Early in December of that year, Riverside held an open house and invited the entire community to take the tour. It was a chance for folks to see what was made and how. There were tours of the work floor and plenty of eats. The front page of the Marion Press carried banner headlines, at both top and bottom, touting Riverside’s Open House and congratulating the company. Marion was serious in its welcome. 
            

Plant managers included James Kelley, Louis Toth and D.R. Johnson. John (Johnny) Alberts, Jr., was the production manager. Among the first employees were Marionites Mary Budd, Theresa Sana, Margaret Williams and Carl Patterson, who was one of the last, more than 25 years later.               
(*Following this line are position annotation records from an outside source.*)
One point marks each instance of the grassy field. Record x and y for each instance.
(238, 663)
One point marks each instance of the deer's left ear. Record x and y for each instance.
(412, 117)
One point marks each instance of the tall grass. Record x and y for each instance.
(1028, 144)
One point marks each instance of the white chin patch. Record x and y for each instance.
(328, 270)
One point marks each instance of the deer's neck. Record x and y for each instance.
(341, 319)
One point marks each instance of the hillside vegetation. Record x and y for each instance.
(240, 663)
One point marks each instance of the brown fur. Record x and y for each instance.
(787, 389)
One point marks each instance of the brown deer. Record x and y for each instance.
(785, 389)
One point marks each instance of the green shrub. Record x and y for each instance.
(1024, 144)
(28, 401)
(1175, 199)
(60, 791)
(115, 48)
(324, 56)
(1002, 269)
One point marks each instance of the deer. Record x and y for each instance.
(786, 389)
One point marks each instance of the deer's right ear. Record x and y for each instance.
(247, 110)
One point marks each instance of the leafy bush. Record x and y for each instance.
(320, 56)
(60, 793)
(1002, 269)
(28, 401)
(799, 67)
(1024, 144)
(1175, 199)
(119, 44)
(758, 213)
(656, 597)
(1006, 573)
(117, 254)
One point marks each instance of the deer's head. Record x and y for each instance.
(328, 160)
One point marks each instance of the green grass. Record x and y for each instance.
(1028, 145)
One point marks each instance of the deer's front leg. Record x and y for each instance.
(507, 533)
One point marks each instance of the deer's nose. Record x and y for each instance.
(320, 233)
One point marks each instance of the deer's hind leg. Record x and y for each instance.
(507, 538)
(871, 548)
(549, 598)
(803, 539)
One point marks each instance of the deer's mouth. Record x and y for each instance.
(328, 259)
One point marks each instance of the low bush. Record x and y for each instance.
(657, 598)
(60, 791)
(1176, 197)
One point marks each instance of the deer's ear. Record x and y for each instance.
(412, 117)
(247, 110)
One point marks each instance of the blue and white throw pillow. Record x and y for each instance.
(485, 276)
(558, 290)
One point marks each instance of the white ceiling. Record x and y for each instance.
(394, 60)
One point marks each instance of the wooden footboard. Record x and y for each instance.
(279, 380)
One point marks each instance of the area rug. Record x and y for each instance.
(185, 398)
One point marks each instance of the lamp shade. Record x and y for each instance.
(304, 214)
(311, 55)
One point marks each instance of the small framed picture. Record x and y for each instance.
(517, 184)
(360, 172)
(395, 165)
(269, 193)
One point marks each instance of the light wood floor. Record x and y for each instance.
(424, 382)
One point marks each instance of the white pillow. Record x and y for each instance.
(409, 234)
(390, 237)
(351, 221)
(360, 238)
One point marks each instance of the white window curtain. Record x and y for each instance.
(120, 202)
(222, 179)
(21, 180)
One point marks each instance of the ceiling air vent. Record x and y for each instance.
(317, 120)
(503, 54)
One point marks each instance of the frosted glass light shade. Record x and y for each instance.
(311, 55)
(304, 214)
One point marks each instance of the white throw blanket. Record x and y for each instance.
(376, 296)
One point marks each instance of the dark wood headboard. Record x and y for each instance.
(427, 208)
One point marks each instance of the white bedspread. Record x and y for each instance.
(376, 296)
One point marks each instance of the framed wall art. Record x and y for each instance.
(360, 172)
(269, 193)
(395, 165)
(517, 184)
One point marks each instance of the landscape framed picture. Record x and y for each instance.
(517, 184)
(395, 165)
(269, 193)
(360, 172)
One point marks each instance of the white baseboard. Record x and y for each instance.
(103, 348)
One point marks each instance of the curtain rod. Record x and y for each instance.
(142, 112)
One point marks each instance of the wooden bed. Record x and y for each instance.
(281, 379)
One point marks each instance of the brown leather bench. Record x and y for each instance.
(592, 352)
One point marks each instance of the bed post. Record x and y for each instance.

The workforce at Riverside Electric was largely women, hard-working women, whose paycheck often went toward the farm or the house and the family. Perhaps her check was the sole income. For many families, mom’s income had a big impact. And the end of eight hours on the line did not mean that the day was done for most of these women. There were children who needed attention, a house to keep and always laundry to do.

Riverside and the steady employment it afforded had a huge and far-reaching impact on the Marion economy, and beyond.  These were the days when folks shopped locally for groceries, gas and clothing. They paid the rent and got a better car. A job at the ‘Factory’ truly made a difference for many.

Riverside Electric expanded several times, and more than tripled in size during its run here. At one time more than 500 employees worked three shifts. In 1957 the workforce, represented by the United Auto Workers went on strike for 10 days. Strikers carried picket signs and even pushed a baby in a stroller on the picket line. That was heady stuff for this little town. 

The work force, numbering about 400, struck one more time in 1971, after the long, hard UAW strike against General Motors the previous year. Little did they know that within five years Riverside Electric and those good factory jobs at Marion, Michigan would be gone, forever.   

The working women of Riverside Electric were more than union sisters, they were a true united force. Through the years, they raised monies for many good causes and helped countless individuals through hard times, illness and loss. The job may have ended, but the friendships lasted a lifetime.

There are likely as many Riverside stories to tell as there were employees. More about ‘the Factory’, its work force and a couple of signature quilts, made by the ladies may found at the Marion Area Historical Museum.